驚くべきことに、本発明において、試料中のタンパク質ARMETの濃度の in vitro 定量がCOPDの評価を可能にすることが見出された。この文脈において、個体より得られるそのような試料中の前記タンパク質ARMETの、タンパク質ARMETの標準濃度に比較した上昇濃度は、COPDの存在の指標となることが見出された。
また提供するのは、タンパク質ARMETの濃度を特異的に定量するのに必要とされる試薬を含んでなる、本発明に従ってCOPDについて評価するための in vitro 方法を実施するためのキットである。
1つの態様において、本発明は、a)試料中のタンパク質ARMETの濃度を定量する工程、及びb)工程(a)で定量されたタンパク質ARMETの濃度をタンパク質ARMETの標準濃度と比較する工程を含んでなる、慢性閉塞性肺疾患(COPD)を被検者において評価するための in vitro 方法に関し、ここで標準濃度より高いタンパク質ARMETの濃度は、COPDの指標となる。

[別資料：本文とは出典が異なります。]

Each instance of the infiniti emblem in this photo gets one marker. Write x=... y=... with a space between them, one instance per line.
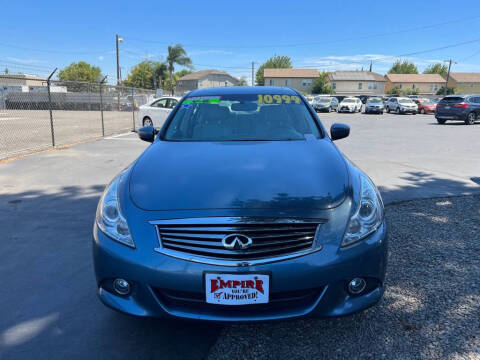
x=236 y=242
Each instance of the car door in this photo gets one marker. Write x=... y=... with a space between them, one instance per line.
x=159 y=111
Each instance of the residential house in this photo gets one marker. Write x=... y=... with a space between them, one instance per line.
x=299 y=79
x=357 y=83
x=466 y=83
x=205 y=79
x=427 y=84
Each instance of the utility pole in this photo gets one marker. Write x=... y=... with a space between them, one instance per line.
x=448 y=75
x=117 y=40
x=253 y=71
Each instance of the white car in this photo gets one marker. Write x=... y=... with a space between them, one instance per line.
x=350 y=104
x=155 y=112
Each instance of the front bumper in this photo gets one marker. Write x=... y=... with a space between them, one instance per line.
x=311 y=285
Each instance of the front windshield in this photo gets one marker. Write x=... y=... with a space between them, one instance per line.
x=242 y=117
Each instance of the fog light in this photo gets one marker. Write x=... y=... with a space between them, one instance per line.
x=356 y=286
x=121 y=286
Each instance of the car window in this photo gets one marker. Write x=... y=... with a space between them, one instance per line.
x=171 y=103
x=160 y=103
x=452 y=99
x=242 y=117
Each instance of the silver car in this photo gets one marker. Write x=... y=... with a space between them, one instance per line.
x=401 y=105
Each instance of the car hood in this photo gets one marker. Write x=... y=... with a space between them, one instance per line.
x=262 y=175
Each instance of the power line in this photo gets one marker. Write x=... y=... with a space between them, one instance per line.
x=376 y=59
x=424 y=27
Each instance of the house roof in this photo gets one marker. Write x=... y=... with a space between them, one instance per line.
x=465 y=77
x=415 y=78
x=197 y=75
x=355 y=76
x=290 y=73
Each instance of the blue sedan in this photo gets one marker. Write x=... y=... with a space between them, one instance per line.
x=242 y=209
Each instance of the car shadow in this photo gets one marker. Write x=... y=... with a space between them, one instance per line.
x=50 y=309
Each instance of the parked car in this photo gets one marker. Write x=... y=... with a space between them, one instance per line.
x=458 y=107
x=350 y=104
x=401 y=105
x=242 y=209
x=155 y=112
x=323 y=103
x=426 y=106
x=363 y=98
x=374 y=105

冠詞の「a」及び「an」は、本明細書において、その冠詞の文法上の対象の1又は1より多く(即ち、少なくとも1)を意味するために使用される。例を挙げると、「マーカー(a marker)」は、1つのマーカー又は1より多いマーカーを意味する。「少なくとも」という用語は、1つの対象が存在しても、1つより多いさらなる対象が存在してもよいことを示すために使用される。

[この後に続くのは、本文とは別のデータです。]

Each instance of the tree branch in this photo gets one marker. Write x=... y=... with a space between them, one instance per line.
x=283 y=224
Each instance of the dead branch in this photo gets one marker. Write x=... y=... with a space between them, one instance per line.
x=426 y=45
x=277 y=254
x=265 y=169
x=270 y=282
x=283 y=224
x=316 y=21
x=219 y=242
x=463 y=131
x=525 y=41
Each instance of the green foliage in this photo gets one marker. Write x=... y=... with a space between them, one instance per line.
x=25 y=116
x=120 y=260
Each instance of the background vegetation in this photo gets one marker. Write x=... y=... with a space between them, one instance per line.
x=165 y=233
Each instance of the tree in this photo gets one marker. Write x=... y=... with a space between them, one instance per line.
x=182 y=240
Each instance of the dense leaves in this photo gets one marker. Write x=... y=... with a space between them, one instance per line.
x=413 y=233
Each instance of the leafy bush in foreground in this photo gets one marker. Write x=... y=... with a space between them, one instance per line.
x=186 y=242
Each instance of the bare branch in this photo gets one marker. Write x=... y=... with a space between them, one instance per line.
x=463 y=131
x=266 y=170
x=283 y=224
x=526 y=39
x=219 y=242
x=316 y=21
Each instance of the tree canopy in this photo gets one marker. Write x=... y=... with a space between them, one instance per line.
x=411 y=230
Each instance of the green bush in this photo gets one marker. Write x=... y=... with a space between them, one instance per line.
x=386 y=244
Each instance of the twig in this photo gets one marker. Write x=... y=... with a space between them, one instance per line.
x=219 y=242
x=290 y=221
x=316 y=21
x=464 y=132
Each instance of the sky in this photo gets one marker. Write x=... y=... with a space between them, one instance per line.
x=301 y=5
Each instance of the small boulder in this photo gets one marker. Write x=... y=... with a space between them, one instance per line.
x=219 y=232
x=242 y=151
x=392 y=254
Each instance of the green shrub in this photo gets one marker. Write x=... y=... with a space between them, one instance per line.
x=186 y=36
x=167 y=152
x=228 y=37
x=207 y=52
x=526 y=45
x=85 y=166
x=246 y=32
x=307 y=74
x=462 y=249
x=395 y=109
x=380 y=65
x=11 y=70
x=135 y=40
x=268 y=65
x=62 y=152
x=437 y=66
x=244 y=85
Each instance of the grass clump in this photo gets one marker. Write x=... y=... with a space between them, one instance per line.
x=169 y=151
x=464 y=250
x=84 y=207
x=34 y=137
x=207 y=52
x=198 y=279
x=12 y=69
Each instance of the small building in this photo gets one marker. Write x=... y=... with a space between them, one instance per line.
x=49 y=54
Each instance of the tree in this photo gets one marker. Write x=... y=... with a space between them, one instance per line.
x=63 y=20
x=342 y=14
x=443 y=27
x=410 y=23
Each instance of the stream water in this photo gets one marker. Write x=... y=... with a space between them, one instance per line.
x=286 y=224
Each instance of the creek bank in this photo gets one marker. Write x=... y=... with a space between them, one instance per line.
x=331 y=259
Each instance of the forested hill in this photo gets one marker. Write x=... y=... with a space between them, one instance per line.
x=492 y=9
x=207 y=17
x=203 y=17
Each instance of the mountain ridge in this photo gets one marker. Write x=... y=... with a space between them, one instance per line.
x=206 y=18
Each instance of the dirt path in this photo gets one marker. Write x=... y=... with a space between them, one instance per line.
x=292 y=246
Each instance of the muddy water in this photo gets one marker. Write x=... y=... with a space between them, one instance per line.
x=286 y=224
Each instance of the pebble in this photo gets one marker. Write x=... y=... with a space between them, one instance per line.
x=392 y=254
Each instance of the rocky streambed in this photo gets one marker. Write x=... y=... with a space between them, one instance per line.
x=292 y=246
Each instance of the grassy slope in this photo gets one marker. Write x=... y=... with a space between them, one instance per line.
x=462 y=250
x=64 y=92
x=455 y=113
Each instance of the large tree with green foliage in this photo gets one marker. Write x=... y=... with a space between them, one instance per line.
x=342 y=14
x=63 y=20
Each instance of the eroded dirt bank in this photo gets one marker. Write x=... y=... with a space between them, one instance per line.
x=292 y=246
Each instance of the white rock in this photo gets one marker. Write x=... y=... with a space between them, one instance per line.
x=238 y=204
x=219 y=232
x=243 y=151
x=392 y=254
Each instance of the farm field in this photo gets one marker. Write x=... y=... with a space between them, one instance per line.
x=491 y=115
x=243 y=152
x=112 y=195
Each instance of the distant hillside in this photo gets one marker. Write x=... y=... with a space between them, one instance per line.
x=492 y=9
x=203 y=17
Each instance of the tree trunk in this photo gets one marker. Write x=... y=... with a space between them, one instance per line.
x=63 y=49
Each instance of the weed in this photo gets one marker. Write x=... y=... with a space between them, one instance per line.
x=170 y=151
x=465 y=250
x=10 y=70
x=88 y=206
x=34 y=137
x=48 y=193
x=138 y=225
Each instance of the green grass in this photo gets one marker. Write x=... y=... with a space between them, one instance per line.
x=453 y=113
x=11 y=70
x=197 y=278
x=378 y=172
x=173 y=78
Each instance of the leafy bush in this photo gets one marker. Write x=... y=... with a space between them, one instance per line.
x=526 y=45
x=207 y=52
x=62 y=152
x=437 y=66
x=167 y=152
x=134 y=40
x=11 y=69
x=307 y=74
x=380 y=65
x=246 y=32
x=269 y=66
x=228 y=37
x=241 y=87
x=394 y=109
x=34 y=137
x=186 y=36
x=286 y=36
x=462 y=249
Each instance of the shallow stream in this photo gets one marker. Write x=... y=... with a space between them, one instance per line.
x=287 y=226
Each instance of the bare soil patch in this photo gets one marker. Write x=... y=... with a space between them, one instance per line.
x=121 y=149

本明細書に使用する「マーカー」又は「生化学マーカー」という用語は、個体の検査試料を分析するための標的として使用される分子を意味する。1つの態様において、そのような分子標的の例は、タンパク質又はポリペプチドである。本発明におけるマーカーとして使用されるタンパク質又はポリペプチドには、前記タンパク質の天然に存在する変異体、並びに前記タンパク質又は前記変異体の断片、特に、免疫学的に検出可能な断片が含まれると考慮される。免疫学的に検出可能な断片は、好ましくは、前記マーカーポリペプチドの少なくとも6、7、8、10、12、15、又は20個の連続アミノ酸を含む。当業者は、細胞によって放出されるか又は細胞外マトリックスに存在するタンパク質が、例えば、炎症の間に損傷され得て、そのような断片へ分解又は切断される可能性があることを理解されよう。ある種のマーカーは、不活性型で合成されて、引き続き、タンパク分解によって活性化される場合がある。当業者が理解されるように、タンパク質又はその断片は、複合体の一部として存在する場合もある。そのような複合体も、本発明の意味でのマーカーとして使用してよい。加えて、又は代替的に、マーカーポリペプチド又はその変異体は、翻訳後修飾を担う場合がある。好ましい翻訳後修飾は、グリコシル化、アシル化、又はリン酸化である。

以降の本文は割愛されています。